Feeling Rules

Feeling rules research papers focus on the psychological aspects of the theory behind what are known as "feeling rules". Paper Masters custom writes all research on psychological theory associated with feeling rules.
Feeling rules are emotional norms and refer to beliefs about private feelings in the following aspects:
- The appropriate range
- The Intensity
- The Duration
- Targets of private feelings
Display rules regulate the range and intensity of emotional behaviors. Social situations have latent feeling rules: Socially shared rules about feeling Rules apply to the direction and duration of a feeling.
Feeling rules show that the individual is social Feeling rules are evident in social exchanges, where gestures of feeling are measured against a prior sense of what is owed and owing in feeling. We often talk about feelings or those of others as if rights and duties applied directly to them. We talk about having the right to feel angry at someone, or that we should feel grateful. We might feel that a loss should be felt more (feeling bad because we don't feel worse).
Cultural Rules
Cultural feeling scripts are available to guide our feelings, and we draw upon those scripts in understanding our feeling, working on our feeling, and expressing our feeling to others. Very often there is a contradiction between what we understand we should feel and what we actually feel, and this serves to underscore what the norms for feeling are. We are most aware of feeling rules when our feelings are wrong for the situation, and at those times when our feelings are out of line we work to change our feeling. Examples of feeling rules A student about to graduate feels anxious and depressed, but feels that they ought to be happy and that they "owe" this happiness to their parents for making graduation possible. The young graduate does the "surface acting" of an emotive display or the deep acting of trying to feel what is expected.
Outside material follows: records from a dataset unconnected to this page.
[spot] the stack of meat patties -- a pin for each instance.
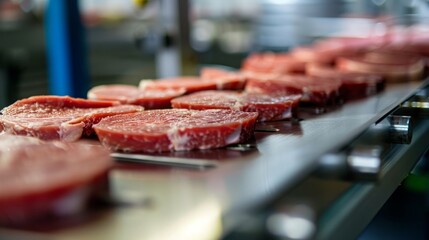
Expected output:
(42, 154)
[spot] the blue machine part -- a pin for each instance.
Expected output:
(66, 49)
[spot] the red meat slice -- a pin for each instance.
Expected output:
(225, 80)
(41, 179)
(127, 94)
(326, 51)
(269, 107)
(395, 66)
(355, 85)
(193, 84)
(175, 129)
(315, 91)
(56, 117)
(280, 63)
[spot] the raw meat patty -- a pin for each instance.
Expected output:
(395, 66)
(175, 129)
(269, 107)
(315, 91)
(40, 178)
(225, 80)
(56, 117)
(272, 63)
(127, 94)
(355, 85)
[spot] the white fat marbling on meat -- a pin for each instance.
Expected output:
(234, 137)
(287, 113)
(178, 141)
(71, 132)
(144, 83)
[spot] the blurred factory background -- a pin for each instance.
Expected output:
(130, 40)
(127, 41)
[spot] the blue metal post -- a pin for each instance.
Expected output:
(68, 69)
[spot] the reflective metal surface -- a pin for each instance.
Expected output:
(175, 203)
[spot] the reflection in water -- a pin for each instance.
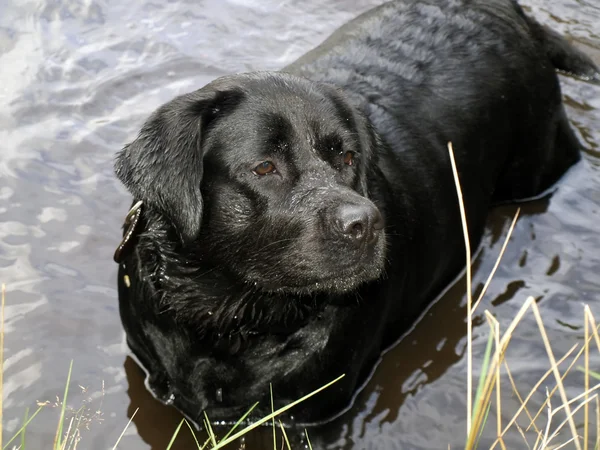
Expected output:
(77, 80)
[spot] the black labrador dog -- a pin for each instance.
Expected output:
(289, 225)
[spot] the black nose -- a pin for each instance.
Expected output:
(360, 222)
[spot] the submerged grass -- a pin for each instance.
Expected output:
(494, 374)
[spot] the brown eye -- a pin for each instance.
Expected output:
(264, 168)
(349, 158)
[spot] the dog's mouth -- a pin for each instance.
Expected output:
(334, 280)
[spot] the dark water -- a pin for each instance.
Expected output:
(76, 80)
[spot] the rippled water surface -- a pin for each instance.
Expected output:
(77, 78)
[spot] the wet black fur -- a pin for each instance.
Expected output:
(239, 281)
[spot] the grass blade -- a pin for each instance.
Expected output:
(20, 430)
(61, 419)
(175, 435)
(2, 359)
(240, 421)
(125, 429)
(307, 440)
(287, 442)
(463, 218)
(22, 447)
(245, 430)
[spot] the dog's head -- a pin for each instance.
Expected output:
(265, 176)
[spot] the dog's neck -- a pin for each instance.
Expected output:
(211, 302)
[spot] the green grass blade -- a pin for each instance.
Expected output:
(125, 429)
(18, 433)
(240, 433)
(193, 434)
(172, 441)
(22, 447)
(211, 433)
(307, 440)
(61, 419)
(287, 442)
(483, 424)
(240, 421)
(272, 411)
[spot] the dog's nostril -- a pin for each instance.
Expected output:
(357, 230)
(359, 222)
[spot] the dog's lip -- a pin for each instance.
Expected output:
(347, 274)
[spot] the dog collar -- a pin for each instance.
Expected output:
(130, 225)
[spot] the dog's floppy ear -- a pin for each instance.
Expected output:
(163, 165)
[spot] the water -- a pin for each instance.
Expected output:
(77, 79)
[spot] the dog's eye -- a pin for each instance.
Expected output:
(264, 168)
(349, 158)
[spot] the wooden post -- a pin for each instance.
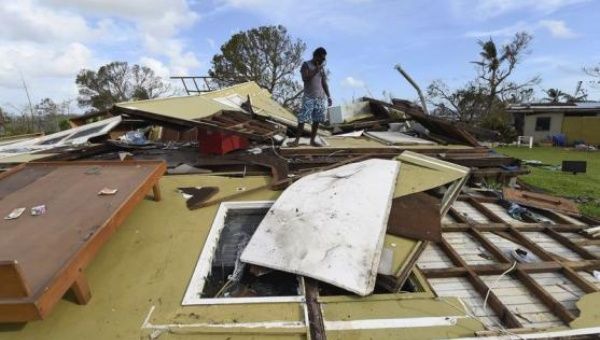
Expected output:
(81, 289)
(156, 192)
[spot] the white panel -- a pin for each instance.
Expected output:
(329, 226)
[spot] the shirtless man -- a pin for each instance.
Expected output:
(316, 95)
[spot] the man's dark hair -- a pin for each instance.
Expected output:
(320, 51)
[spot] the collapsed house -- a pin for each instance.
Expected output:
(387, 230)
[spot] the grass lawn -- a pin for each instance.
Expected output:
(563, 183)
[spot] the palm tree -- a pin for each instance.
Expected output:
(554, 95)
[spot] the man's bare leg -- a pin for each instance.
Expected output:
(299, 131)
(313, 134)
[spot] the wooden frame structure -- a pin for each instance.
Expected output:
(19, 302)
(548, 262)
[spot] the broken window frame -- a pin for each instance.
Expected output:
(543, 123)
(202, 269)
(203, 265)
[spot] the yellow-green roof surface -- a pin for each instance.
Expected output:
(207, 104)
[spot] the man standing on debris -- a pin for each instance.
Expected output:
(316, 95)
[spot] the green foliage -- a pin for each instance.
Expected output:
(118, 82)
(482, 101)
(266, 55)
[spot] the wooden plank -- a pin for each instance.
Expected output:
(498, 254)
(582, 283)
(12, 283)
(315, 314)
(485, 211)
(404, 222)
(349, 231)
(62, 279)
(499, 308)
(584, 253)
(541, 201)
(81, 289)
(556, 307)
(541, 253)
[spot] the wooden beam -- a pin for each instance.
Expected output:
(315, 316)
(503, 313)
(582, 283)
(555, 307)
(489, 246)
(156, 192)
(485, 211)
(12, 282)
(570, 244)
(81, 289)
(526, 242)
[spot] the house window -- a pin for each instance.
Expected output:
(221, 278)
(542, 124)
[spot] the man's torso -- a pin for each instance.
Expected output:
(314, 87)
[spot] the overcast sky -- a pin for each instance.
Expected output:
(49, 41)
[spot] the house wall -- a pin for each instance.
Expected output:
(556, 121)
(585, 129)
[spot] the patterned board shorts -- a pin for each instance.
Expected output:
(313, 110)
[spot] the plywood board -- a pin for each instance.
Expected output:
(53, 248)
(329, 226)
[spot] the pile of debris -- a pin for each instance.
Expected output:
(392, 206)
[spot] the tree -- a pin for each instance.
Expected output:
(554, 95)
(518, 95)
(2, 122)
(495, 67)
(118, 82)
(47, 112)
(266, 55)
(464, 104)
(593, 71)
If feeling rules are effective, then the graduate succeeds in actually changing what they feel.
In your research paper on feeling rules, you may use the example of a bride on her wedding day. First the bride has to rely on a cultural understanding of what feelings can be felt; pre-acknowledged, pre-named and pre-articulated and available to be felt.
HOW STRUCTURE SHAPES FEELING RULES
Conventions of feeling (what one is supposed to feel) are used in social exchange between individuals. Individuals make gestures and exchange feeling according to a sense of what is owed and owing. Ideologies dictate what the feeling rules are - the sense of rights and duties of feeling depend on structure and hierarchy. Feeling is hierarchical. Dominants often know little about subordinates because they do not have to. Subordinates on the other hand must attend to the feelings, moods, and behaviors of dominants because their livelihoods and lives depend on it. Who provides what emotional labour for whom, under what conditions, and with what consequences?
Inequality is generally reflected in the distribution of emotional supporting work and the suppression of negative feelings that result from inequality. When do feeling rules change? When ideologies change. When an individual changes an ideological stance, new rules come into play that dictate how the individual reacts to situations emotionally. There are contending sets of feeling rules and situations are framed differently, with different feeling rules, depending on changing ideologies. (e.g. domestic labour: is a man "owed" thanks for participating in domestic work, or taking care of his own children? Does a woman naturally perform the emotional work that is part of domestic work, as an act of love?)